If you meet a very good wing chun practitioner, you will see that they can beat you using 'just' the four bread and butter shapes: tan, bong, fook, wu.

If you are practising by yourself, focus on the right positions of your 'shapes' and the direction of your intended energy.


----------



## KamonGuy2 (Jun 19, 2008)

Chisauking, 

First off, I presume that you are not suggesting Poon sao and lok sao are the same thing. Your statement 'look sao or poon sao' seems to read that the drills are the same

Also, 'beating' a person in lok sao is a bad phrase to use
Look sao (lok sao) is a static drill, meaning that at basic level you are not looking to hit your opponent. You are merely developing shapes

Too many people think that chi sao is a fight or a realistic tool. It is not. It is building stick and sensitivity and the ability to mould round shapes. It does not matter to me that much if someone gets a hit through my shapes - in a fight, that will often happen. It is what you do about it afterwards

I expect like many, you hit a person in chi sao and think that is the end and 'reset' your shapes (ie start again) as opposed to carrying on


----------



## chisauking (Jun 19, 2008)

Kamon guy sez: 

First off, I presume that you are not suggesting Poon sao and lok sao are the same thing. Your statement 'look sao or poon sao' seems to read that the drills are the same

csk: Perhaps you care to tell us the fundamental differences?

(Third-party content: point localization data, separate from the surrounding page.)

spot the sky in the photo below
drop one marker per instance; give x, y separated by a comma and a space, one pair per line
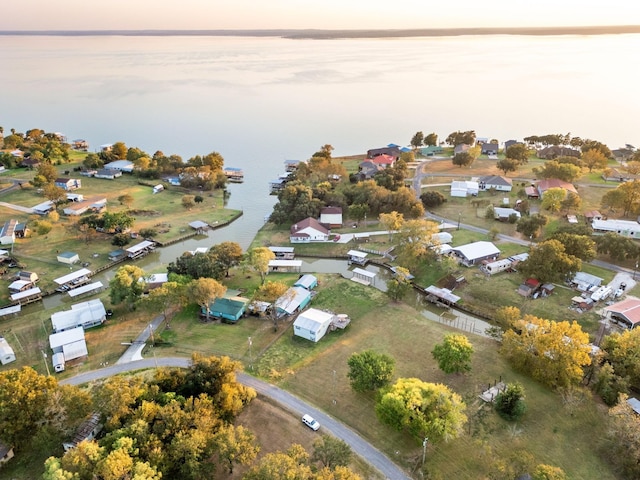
325, 14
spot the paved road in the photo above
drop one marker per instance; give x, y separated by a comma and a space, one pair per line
298, 407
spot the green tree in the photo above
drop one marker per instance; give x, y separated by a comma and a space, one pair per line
417, 139
331, 452
552, 199
507, 165
529, 226
235, 445
553, 353
453, 354
205, 291
463, 159
422, 409
126, 285
510, 403
548, 262
369, 370
258, 259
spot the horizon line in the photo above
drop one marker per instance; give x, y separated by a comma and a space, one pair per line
318, 33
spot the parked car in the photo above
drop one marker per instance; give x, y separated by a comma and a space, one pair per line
310, 422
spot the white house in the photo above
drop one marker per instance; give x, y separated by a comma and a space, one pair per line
308, 230
476, 252
464, 188
312, 324
331, 216
86, 314
497, 182
6, 352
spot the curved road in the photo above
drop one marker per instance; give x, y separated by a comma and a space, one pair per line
358, 444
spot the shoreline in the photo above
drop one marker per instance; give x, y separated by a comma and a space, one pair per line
322, 34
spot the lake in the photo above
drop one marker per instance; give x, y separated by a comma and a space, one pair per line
259, 101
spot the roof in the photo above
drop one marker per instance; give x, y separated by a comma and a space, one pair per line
313, 319
475, 250
629, 308
59, 339
83, 272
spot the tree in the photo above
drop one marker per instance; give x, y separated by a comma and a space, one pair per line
552, 199
422, 409
205, 291
235, 445
580, 246
126, 199
331, 452
258, 259
594, 159
417, 139
510, 402
227, 254
463, 159
530, 226
616, 246
369, 370
432, 199
391, 222
507, 165
453, 354
188, 201
126, 285
553, 353
431, 139
518, 152
548, 262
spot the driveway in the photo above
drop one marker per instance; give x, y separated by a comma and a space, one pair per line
290, 402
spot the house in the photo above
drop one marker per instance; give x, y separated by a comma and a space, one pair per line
68, 183
625, 313
503, 214
230, 309
283, 253
307, 281
359, 258
464, 188
21, 230
281, 266
124, 166
489, 149
331, 217
95, 204
384, 161
6, 452
308, 230
70, 343
476, 252
293, 300
8, 232
625, 228
88, 430
391, 150
108, 174
312, 324
585, 282
496, 182
86, 315
544, 185
6, 352
555, 151
68, 257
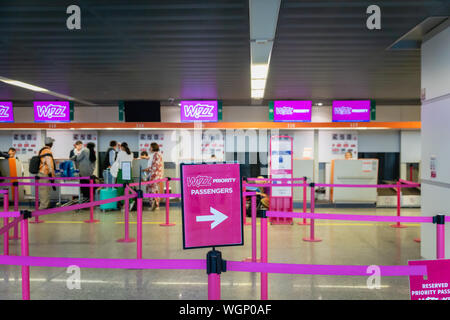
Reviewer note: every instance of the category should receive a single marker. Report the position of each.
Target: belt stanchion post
(215, 265)
(244, 202)
(24, 253)
(91, 199)
(264, 256)
(140, 195)
(399, 204)
(127, 219)
(167, 223)
(16, 208)
(305, 207)
(254, 249)
(36, 199)
(5, 222)
(313, 204)
(439, 220)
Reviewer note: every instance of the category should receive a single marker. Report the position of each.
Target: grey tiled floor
(360, 243)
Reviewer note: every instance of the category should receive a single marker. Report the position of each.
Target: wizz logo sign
(343, 110)
(285, 111)
(199, 181)
(198, 111)
(51, 111)
(4, 111)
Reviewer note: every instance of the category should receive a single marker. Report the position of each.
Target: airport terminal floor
(206, 151)
(345, 243)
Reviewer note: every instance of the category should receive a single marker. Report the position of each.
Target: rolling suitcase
(108, 193)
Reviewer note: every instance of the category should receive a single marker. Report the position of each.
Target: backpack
(35, 162)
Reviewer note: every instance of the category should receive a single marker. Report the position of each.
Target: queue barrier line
(349, 217)
(388, 186)
(45, 178)
(80, 206)
(10, 214)
(200, 264)
(11, 224)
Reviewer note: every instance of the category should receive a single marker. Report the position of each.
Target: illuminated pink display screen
(212, 210)
(351, 111)
(292, 111)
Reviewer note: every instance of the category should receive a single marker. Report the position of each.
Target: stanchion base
(311, 240)
(398, 226)
(123, 240)
(36, 222)
(91, 221)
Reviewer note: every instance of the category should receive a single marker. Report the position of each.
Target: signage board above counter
(351, 111)
(6, 111)
(200, 110)
(52, 111)
(290, 110)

Also, 'beating' a person in lok sao is a bad phrase to use
Look sao (lok sao) is a static drill, meaning that at basic level you are not looking to hit your opponent. You are merely developing shapes

csk: When I say 'beat' I mean to nullify the opponent's moves, to control his intentions. You don't need to hit anyone in order to control them.

Too many people think that chi sao is a fight or a realistic tool. It is not. It is building stick and sensitivity and the ability to mould round shapes. It does not matter to me that much if someone gets a hit through my shapes - in a fight, that will often happen. It is what you do about it afterwards

csk: If chisau isn't a realistic tool -- in the sense, you won't be using it -- then why train it at all? Are you saying bong, tan, fook, wu aren't realistic? You can't use those 'shapes' in combat?

I expect like many, you hit a person in chi sao and think that is the end and 'reset' your shapes (ie start again) as opposed to carrying on

csk: Your expectation is presumptous. Besides, this topic is about look-sau, not 'gwoh-sau'


----------



## matsu (Jun 19, 2008)

csk- you seem to be taken a different view point as a personal attck there mate..... chill!!!

matsu


----------



## brocklee (Jun 19, 2008)

chisauking said:


> Also, 'beating' a person in lok sao is a bad phrase to use
> Look sao (lok sao) is a static drill, meaning that at basic level you are not looking to hit your opponent. You are merely developing shapes
> 
> csk: When I say 'beat' I mean to nullify the opponent's moves, to control his intentions. You don't need to hit anyone in order to control them.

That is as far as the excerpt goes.